With this changing of the guard, ‘the era of the golden watch’ was gone. 25 years of services was now replaced by 15% – 25% salary increases by changing employers after every few years worth of work.

The online revolution in recruitment also accelerated the earnings of many agency recruiters by the thousands. With each hire raking in as much as $20,000 – $50,000 in recruitment fees and the ease of access to candidates and clients online, recruitment became a sure fire six figure career.

Considering there isn’t a true recruitment degree plan, the career path itself is as lucrative as any other high paying job.

During the shift, it was interesting to see old school versus new school recruiters go at it over what methods worked the best.

I still believe good old fashioned networking is the most effective means to identify people, but I also know leveraging technology makes good old fashioned networking more effective and efficient.

Enter LinkedIn & Social Media

I started my LinkedIn account sometime in 2006. At the time I had no clue what it was but it seemed cool enough.
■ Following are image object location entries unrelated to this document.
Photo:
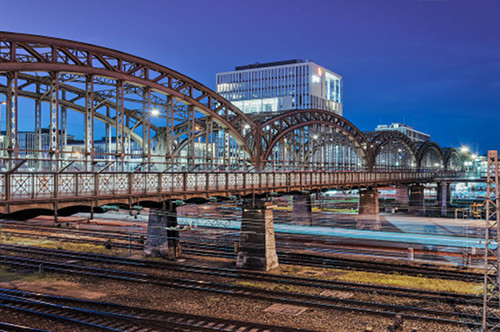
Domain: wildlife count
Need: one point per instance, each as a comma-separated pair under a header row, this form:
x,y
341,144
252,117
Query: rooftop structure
x,y
282,85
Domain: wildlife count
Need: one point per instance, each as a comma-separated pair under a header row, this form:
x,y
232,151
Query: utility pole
x,y
491,291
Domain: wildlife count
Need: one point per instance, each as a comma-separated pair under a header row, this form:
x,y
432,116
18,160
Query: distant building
x,y
283,85
28,144
414,135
Myspace was still going strong and the concept of blogging was just taking off.

I’d argue 2005 is when LinkedIn started to really take off and turn into the go-to tool for recruiters.

LinkedIn differed from online job boards like Monster & Hot Jobs in that the profiles seemed more up to date than online resumes, search capabilities were streamlined and you could actually map out an organizational structure via LinkedIn.
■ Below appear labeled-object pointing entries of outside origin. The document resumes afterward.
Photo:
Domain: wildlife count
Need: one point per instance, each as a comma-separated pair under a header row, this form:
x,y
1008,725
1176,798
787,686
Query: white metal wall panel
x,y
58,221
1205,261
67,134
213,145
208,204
During this time social media in general was taking off and I remember companies trying Twitter and Facebook as recruitment tools as well. To this day I find Twitter to be an ineffective ‘direct’ recruitment tool however.
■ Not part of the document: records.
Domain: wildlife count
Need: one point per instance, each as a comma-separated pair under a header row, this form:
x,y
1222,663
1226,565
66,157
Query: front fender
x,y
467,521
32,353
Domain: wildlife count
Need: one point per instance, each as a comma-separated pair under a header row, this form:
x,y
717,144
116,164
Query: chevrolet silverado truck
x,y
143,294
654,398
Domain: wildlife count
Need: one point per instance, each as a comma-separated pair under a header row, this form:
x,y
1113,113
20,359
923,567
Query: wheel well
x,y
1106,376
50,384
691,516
Depending on the company, you could Tweet your jobs, but the return is so low compared to other means of communication that I just don’t support the platform from a recruitment perspective.

Although many of the same people who are on Facebook are on LinkedIn, it seems faux pas to recruit on Facebook for most professional roles. Reaching out to a stranger to recruit on Facebook is like the old door to door sales person showing up at at dinner time.

Recruitment Today & Beyond

Today, job boards still have their place. However, instead of massive universal job sites like Monster, they have become industry specific niche sites mingling news & jobs into one portal so to speak.

(Edited) Also, as Taylor White Mid Market Account Executive at AdRoll mentioned after I posted this article, sites like Indeed & Simply Hired are also great tools which did not exist before. They are job aggregators that pull open job feeds from just about every site on the internet. This enables the job seeker to search for a single type of job across thousands of companies.

Internal ATS tools have become much more robust and with each new applicant, the overall corporate database of candidates increases. I have seen corporate ATS databases with nearly a million resumes in it.

In my view the future of recruiting will lay in the hands of robust employee referral programs. Through the law of separation and the connectivity tools available to just about everybody, employee referrals are your quickest and most effective recruitment channels.

In 5 seconds I can name 5 – 10 great recruiters or engineers I have previously worked with and could contact each of them within a day. It would take weeks if not months for a recruiter to identify as many qualified people if starting the search cold, that does not even include contacting them and bringing them in for interviews.

As the landscape continues to evolve and as the cycle of business continues to get shorter, the quickest and most effective means of growing head count will prevail.

Which is why as we move from one era to the next, employee referrals will become the go to source for the bulk of hires if they already aren’t.

I am sure I left a lot out, but I hope this little piece of nostalgia brought back good memories!